Hong Kong on Tuesday said it was disappointed at the Philippines' decision to spare from harsh punishment those officials involved in a Manila bus hijacking fiasco that left eight Hong Kong tourists dead.
President Benigno Aquino III on Monday called for minor administrative charges such as "neglect of duty" to be filed against four police officers for their role in the debacle that embarrassed the country and soured relations with China and Hong Kong.
"The people of Hong Kong, especially the survivors and the victims' families, will find this hard to accept," said a government spokesperson in the Chinese territory, according to news agency reports.
"It is very unfortunate that they find it unacceptable or they're disappointed by it. It saddens us that that is their reaction." Chief Presidential Legal Counsel Eduardo De Mesa told ANC. "But we just did what we believe was the right thing to do and recommended only charges - which can stand judicial scrutiny."
"The Hong Kong... government is also disappointed. We ask that the Philippine government follow through the required actions," the spokesperson said in a statement.
"The eventual actions to be taken against the persons involved must live up to their pledge to be accountable to the public. That is also what is owed to the dead and the injured. We will convey our views to the Philippine government through proper channels."
In a terse text message to the Philippine Daily Inquirer, Chinese Embassy spokesperson Ethan Sun Yi said, "The Chinese side looks forward to effective measures to be taken by the Philippine side to address the related issues concerning the incident in an earnest and appropriate manner."
The hostage-taking on Aug 23 saw dismissed Senior Insp. Rolando Mendoza seize a busload of Hong Kong tourists in Manila in a desperate bid to get his job back and be cleared of extortion charges.
Eight of the tourists and the hostage-taker were killed and seven tourists wounded when police commandos launched a bungled rescue attempt in a drama played out live on television around the world. Mendoza was also gunned down.
In an attempt to placate the Chinese, Executive Secretary Paquito Ochoa Wednesday said that the Palace would ensure that administrative cases to be filed against Manila Mayor Alfredo Lim and the four police officers would be resolved quickly.
"We wish to assure the people of Hong Kong and the Chinese government that the Philippine government is taking active measures to ensure the quick initiation and resolution of the cases to be filed against the individuals found liable in the Aug. 23 hostage-taking incident," Ochoa said.

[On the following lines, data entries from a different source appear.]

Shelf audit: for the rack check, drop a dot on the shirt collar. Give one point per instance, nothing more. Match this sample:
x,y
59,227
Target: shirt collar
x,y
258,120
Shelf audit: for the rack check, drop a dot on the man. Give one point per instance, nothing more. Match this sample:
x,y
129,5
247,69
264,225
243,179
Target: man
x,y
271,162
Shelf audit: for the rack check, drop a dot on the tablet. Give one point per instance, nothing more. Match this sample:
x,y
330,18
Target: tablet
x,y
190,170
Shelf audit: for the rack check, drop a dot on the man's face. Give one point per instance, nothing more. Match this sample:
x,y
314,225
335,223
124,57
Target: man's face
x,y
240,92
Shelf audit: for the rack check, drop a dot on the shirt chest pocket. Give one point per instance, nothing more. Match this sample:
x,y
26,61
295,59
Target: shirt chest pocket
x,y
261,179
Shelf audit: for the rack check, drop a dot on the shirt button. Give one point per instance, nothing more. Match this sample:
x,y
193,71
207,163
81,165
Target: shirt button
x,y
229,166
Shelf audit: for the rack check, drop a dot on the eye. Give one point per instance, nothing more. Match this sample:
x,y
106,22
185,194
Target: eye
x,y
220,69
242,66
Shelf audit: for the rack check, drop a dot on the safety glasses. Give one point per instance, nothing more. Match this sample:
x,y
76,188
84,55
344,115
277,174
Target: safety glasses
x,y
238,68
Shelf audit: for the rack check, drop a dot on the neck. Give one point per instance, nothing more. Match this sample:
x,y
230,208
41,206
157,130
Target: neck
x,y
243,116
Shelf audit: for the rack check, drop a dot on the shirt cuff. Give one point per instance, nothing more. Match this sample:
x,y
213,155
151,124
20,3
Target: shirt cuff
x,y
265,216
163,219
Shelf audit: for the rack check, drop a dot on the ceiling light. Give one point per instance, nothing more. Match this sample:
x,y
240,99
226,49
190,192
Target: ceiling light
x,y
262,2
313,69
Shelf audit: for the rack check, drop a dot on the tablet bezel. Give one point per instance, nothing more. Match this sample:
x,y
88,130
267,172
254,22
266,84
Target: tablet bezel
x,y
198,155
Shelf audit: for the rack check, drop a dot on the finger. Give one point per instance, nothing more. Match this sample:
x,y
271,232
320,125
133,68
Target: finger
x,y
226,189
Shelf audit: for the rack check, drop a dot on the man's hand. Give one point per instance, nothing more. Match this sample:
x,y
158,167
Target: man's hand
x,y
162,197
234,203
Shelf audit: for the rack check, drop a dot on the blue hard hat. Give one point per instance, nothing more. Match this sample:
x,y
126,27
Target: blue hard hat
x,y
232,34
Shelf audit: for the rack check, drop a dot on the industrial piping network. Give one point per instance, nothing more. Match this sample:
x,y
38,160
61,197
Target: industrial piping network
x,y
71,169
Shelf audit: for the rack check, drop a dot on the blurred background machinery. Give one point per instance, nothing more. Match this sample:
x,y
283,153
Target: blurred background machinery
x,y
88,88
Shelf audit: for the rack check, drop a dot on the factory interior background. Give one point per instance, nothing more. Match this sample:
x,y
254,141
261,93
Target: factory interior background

On orders of the President, Ochoa and De Mesa went over the report of the Incident Investigation and Review Committee (IIRC) headed by Justice Secretary Leila de Lima. She said that the Palace team had watered down the committee's recommendations.
Interior Undersecretary Rico E. Puno, the highest administration official recommended for sanction by the IIRC was exculpated, along with then Philippines National Police Director General Jesus Verzosa and Manila Vice Mayor Isko Moreno.